Revolutionary Lives in South Asia: Acts and Afterlives of Anticolonial Political Action
- Kama MacLean
- 9.69 X 6.85 X 0.29 inches
- 0.52 pounds
- History > Asia - India & South Asia
The term 'revolutionary' is used liberally in histories of Indian anticolonialism, but scarcely defined. Implicitly understood, it functions as a signpost or a badge, generously conferred in hagiographies, loosely invoked in historiography, and strategically deployed in contemporary political contests. It is timely, then, to ask the question: Who counts as a 'revolutionary' in South Asia? How can we read 'the revolutionary' in Indian political formations?

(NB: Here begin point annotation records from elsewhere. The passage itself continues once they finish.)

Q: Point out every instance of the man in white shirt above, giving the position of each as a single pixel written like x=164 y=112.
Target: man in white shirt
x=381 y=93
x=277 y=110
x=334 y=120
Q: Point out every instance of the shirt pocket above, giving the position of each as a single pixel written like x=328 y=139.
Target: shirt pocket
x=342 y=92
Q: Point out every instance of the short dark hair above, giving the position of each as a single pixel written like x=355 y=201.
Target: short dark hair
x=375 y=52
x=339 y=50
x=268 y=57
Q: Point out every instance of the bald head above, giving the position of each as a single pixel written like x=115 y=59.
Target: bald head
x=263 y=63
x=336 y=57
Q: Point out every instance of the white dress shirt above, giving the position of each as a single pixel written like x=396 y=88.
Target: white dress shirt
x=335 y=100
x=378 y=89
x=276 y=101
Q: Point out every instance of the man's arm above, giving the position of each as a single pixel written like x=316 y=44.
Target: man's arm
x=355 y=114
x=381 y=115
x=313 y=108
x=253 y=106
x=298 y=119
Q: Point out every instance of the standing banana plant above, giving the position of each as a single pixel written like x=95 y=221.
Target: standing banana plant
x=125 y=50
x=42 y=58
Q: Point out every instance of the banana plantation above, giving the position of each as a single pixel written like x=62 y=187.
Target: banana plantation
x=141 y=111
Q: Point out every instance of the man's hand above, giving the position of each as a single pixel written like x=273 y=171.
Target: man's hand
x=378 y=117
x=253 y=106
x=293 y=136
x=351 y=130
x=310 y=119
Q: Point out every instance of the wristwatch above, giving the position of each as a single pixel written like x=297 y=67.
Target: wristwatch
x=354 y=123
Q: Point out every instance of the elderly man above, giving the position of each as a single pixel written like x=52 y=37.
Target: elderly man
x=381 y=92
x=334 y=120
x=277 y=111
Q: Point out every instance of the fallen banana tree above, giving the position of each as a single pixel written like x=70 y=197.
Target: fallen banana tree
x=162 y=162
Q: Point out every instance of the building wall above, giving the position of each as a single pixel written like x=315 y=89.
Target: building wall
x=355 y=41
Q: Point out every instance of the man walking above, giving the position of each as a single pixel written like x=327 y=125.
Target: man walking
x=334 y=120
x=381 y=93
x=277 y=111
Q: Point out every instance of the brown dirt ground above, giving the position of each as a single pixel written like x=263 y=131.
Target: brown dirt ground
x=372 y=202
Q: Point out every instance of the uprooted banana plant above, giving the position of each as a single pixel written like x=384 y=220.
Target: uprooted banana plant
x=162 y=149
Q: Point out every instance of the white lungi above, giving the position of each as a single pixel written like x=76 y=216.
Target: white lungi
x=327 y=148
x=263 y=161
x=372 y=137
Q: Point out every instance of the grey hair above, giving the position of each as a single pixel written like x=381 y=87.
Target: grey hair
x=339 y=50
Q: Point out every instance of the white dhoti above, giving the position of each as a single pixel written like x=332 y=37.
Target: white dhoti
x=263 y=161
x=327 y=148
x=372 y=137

And what does it really mean to be 'revolutionary' in turbulent late colonial times? This volume takes a biographical approach to the question, by examining the life stories of a series of activists, some well known, who all defined themselves in explicitly revolutionary terms in the early twentieth century: V. D. Savarkar, M. N. Roy, Bhagat Singh, J.P. Narayan and Hansraj Vohra. The authors interrogate the subversive lives of these figures, tracing their polyglot influences and transnational impacts, to map out the discursive travels of 'the revolutionary' in Indian historical and literary worlds from the early 1900s, and to indicate its reverberations in the politics of the present.
This book was previously published as a special issue of Postcolonial Studies.
Dr Kama Maclean is Associate Professor of South Asian and World History in the School of Humanities (FASS) and editor of South Asia: Journal of South Asian Studies, published by the South Asian Studies Association of Australia.
Kama's first book, Pilgrimage and Power: the Kumbh Mela in Allahabad, was published in New York by Oxford University Press in 2008, and was awarded an Honorable Mention in the Kentish Anand Coomaraswamy Prize, by the Association of Asian Studies in the USA.
In 2009, Kama took up a one year appointment as Professorial Research Fellow at the United Arab Emirates University in Al Ain, where she began to research and write about anticolonial activism in interwar India, a project which focuses largely on the ways in which the actions of what the British called 'the violence movement' impacted on the broader nationalist movement. She has written several articles on this topic and her book, A Revolutionary History of Interwar India: Violence, Image, Voice and Text was published by Hurst & Co (London) and Oxford University Press (New York), 2015 and Penguin (New Delhi, 2016).
In 2012, Kama was awarded an ARC Discovery Grant to complete a project on the extent and impact of social and political relationships between Indians and Australians in the early twentieth century.